Constructing Hard Functions Using Learning Algorithms

Abstract

Fort now and Klivans proved the following relationship between efficient learning algorithms and circuit lower bounds: if a class of boolean circuits C contained in P/poly of Boolean is exactly learnable with membership and equivalence queries in polynomial-time, then EXP^NP is not contained in C (the class EXP^NP was subsequently improved to EXP by Hitchcock and Harkins).
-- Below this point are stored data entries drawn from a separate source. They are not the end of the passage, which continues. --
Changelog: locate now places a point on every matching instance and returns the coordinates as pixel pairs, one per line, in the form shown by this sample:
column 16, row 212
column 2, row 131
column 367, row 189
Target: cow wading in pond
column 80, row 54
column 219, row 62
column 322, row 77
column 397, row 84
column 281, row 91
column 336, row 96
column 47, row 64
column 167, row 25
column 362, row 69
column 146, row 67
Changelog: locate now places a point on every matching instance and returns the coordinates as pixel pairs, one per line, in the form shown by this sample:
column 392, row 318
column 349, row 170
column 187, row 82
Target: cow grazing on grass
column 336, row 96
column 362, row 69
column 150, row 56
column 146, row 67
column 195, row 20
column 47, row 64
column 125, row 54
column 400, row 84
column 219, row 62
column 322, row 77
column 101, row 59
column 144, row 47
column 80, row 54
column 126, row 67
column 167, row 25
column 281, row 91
In this paper, we improve on these results and show * If C is exactly learnable with membership and equivalence queries in polynomial-time, then DTIME(n^{\omega(1)}) is not contained in C. We obtain even stronger consequences if C is learnable in the mistake-bounded model, in which case we prove an average-case hardness result against C. * If C is learnable in polynomial time in the PAC model then PSPACE is not contained in C, unless PSPACE is contained in BPP. Removing this extra assumption from the statement of the theorem would provide an unconditional separation of PSPACE and BPP. * If C is efficiently learnable in the Correlational Statistical Query (CSQ) model, we show that there exists an explicit function f that is average-case hard for circuits in C. This result provides stronger average-case hardness guarantees than those obtained by SQ-dimension arguments (Blum et al. 1993). We also obtain a non-constructive extension of this result to the stronger Statistical Query (SQ) model. Similar results hold in the case where the learning algorithm runs in sub exponential time. Our proofs regarding exact and mistake-bounded learning are simple and self-contained, yield explicit hard functions, and show how to use mistake-bounded learners to "diagonalize"' over families of polynomial-size circuits. Our consequences for PAC learning lead to new proofs of Karp-Lipton-style collapse results, and the lower bounds from SQ learning make use of recent work relating combinatorial discrepancy to the existence of hard-on-average functions.